Xuban Errazkin, a young Basque rider, is facing an anti-doping ordeal after two separate adverse analytical findings for terbutaline.
The 21-year-old, who rides for the Vito-Feirense-BlackJack team, recently won the best young rider classification at the Volta a Portugal, but two months previously returned two Adverse Analytical Findings (AAF) for the asthma drug at the Gran Premio Abimota, as revealed by Portuguese newspaper, Record.
Terbutaline is on the World Anti-Doping Agency's banned list but is permitted with the possession of a Therapeutic Use Exemption (TUE). An AAF for the substance does not dictate a provisional suspension but, similarly to Chris Froome's recent salbutamol case, he will now have to answer to the authorities.
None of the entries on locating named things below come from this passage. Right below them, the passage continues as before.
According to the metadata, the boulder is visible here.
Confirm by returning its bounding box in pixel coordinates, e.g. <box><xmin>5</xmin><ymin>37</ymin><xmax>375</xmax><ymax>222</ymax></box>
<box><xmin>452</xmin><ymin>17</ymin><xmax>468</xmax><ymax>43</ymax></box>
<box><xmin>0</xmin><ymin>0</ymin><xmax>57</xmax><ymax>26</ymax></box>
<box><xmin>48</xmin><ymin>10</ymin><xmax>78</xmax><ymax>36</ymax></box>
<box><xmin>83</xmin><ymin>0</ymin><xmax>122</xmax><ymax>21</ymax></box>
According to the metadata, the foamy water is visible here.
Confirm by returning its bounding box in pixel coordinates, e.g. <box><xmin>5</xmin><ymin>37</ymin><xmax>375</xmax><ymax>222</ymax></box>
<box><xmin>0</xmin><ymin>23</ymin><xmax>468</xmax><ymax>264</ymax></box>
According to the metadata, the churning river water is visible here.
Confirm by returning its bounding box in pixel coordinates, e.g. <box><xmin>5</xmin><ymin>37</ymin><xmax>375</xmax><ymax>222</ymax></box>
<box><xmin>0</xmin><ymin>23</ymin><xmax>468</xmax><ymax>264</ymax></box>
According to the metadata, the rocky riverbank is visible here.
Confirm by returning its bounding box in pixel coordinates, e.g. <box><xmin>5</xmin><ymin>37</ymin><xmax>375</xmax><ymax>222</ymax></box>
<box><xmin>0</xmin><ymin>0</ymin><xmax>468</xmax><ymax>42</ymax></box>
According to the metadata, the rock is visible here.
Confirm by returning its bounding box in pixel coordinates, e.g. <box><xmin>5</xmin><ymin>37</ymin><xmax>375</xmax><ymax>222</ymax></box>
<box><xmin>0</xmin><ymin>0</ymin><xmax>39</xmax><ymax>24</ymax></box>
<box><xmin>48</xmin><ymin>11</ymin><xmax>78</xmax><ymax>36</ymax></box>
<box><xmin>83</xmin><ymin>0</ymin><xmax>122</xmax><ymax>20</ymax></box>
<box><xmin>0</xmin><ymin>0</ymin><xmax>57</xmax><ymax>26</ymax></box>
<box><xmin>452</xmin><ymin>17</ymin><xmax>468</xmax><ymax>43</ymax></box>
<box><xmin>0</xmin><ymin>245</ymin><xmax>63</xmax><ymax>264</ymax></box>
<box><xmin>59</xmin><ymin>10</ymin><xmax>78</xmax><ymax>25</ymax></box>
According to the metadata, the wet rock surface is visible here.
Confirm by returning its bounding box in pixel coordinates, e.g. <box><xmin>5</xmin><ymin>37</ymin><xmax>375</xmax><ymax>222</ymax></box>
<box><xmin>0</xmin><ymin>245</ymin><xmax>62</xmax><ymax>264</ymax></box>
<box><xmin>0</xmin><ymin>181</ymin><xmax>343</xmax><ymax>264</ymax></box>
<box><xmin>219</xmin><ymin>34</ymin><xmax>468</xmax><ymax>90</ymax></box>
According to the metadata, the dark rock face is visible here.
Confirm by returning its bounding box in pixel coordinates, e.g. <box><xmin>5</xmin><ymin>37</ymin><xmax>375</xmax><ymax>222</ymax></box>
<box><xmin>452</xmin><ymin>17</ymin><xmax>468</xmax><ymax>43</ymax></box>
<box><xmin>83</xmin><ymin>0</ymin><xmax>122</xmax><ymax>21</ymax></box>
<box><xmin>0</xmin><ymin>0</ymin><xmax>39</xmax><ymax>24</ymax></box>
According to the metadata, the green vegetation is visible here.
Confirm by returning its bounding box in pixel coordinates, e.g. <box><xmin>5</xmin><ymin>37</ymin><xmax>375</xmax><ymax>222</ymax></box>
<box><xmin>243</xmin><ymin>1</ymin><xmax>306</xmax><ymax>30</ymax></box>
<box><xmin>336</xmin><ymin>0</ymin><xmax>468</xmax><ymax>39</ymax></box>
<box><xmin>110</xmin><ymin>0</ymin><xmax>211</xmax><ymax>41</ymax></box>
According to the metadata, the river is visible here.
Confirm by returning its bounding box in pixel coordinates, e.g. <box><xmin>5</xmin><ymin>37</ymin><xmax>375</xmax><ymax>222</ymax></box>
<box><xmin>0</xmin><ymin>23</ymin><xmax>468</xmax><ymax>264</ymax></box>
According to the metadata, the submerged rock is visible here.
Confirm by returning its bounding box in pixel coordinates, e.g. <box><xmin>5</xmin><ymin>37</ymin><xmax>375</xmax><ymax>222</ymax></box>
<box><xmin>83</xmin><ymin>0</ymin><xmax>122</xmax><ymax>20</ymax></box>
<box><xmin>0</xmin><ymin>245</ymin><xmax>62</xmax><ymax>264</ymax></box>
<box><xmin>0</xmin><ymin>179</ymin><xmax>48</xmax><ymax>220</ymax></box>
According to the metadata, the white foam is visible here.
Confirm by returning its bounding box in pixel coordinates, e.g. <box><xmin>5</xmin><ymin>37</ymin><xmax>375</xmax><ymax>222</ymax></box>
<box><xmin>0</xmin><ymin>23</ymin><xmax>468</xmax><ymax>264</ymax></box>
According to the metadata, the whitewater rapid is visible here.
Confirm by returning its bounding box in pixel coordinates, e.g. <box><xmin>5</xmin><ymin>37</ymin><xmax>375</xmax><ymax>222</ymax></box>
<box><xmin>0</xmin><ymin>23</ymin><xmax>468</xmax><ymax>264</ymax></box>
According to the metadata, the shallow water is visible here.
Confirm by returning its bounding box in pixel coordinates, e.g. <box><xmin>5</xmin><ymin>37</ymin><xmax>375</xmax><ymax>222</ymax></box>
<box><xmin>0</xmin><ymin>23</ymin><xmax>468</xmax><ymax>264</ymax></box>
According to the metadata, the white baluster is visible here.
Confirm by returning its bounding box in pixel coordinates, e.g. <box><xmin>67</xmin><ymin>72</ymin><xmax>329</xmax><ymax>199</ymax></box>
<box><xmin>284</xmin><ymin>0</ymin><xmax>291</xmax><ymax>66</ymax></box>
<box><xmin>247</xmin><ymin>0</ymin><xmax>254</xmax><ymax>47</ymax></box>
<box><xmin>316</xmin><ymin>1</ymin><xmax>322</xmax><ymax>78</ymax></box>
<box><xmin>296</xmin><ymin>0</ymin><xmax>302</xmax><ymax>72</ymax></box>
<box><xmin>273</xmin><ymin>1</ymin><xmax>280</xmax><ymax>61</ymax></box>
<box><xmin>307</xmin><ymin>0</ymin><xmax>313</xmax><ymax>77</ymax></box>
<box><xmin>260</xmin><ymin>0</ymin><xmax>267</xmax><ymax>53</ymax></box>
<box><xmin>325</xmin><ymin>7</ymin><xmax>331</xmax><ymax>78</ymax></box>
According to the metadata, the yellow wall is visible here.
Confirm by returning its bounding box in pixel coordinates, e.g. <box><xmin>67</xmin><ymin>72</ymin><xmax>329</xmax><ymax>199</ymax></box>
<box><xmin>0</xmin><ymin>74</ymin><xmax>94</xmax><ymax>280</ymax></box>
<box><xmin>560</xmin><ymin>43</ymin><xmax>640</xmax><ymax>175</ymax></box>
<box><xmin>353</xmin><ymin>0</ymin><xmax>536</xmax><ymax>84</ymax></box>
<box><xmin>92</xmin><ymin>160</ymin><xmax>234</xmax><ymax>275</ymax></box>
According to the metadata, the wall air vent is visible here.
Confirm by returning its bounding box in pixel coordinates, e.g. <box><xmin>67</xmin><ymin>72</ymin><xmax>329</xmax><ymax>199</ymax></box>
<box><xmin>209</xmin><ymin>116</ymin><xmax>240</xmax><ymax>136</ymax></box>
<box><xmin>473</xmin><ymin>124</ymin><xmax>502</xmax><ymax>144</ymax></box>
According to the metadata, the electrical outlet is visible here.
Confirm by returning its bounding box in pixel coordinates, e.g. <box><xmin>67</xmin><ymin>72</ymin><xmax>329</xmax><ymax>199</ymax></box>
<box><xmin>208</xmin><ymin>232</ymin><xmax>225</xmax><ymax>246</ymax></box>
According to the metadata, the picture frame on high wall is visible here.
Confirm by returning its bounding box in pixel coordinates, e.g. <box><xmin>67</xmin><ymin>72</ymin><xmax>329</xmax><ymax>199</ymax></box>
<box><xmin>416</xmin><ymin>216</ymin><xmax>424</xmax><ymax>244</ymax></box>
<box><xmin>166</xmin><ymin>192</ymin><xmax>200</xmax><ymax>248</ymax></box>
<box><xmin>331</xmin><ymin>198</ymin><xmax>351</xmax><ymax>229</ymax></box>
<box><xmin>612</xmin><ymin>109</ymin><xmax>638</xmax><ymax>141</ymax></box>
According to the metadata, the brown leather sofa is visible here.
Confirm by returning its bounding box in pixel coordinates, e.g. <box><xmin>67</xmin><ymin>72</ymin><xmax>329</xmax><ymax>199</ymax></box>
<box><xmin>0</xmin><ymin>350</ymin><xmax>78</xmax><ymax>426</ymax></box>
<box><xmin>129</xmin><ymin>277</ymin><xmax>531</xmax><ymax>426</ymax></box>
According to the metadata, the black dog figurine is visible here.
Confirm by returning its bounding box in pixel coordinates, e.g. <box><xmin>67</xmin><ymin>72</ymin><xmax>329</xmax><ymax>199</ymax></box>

Terbutaline is the substance for which Simon Yates tested positive in 2016. The British rider claimed it was due to an administration error from his team in not registering the TUE, and he was banned for four months for a 'non-intentional' rule violation.
Errazkin maintains he is innocent and his case has now been handed to the Spanish Anti-Doping Agency, who will decide whether or not a sanction is applicable.
"Both myself and my team have decided to send all the necessary documentation, including from before I was personally notified of the positive," Errazkin told the Spanish website, SprintFinal. "I have been treating my asthma for several years and have never had any problems."
A couple of days before the news of the AAFs broke, Errazkin was left out of Spain's squad for the upcoming Tour de l'Avenir, a decision which surprised many given his form in the U23 ranks and his role in amassing the points needed to qualify for the event.
However, the national coach, Pascual Momparler, insisted Errazkin's absence was not linked to the doping case. "
The reason he wasn't selected was because I spoke to him a while ago to tell him to prepare for the race like the rest of the riders in the pre-selection - I wanted them to be fresh and and be able to perform at 100 per cent in France and then go on to the World Championships," Momparler told Ciclo21.
"He raced various races that he told me he wasn't going to race, and then he went all-out at the Volta a Portugal."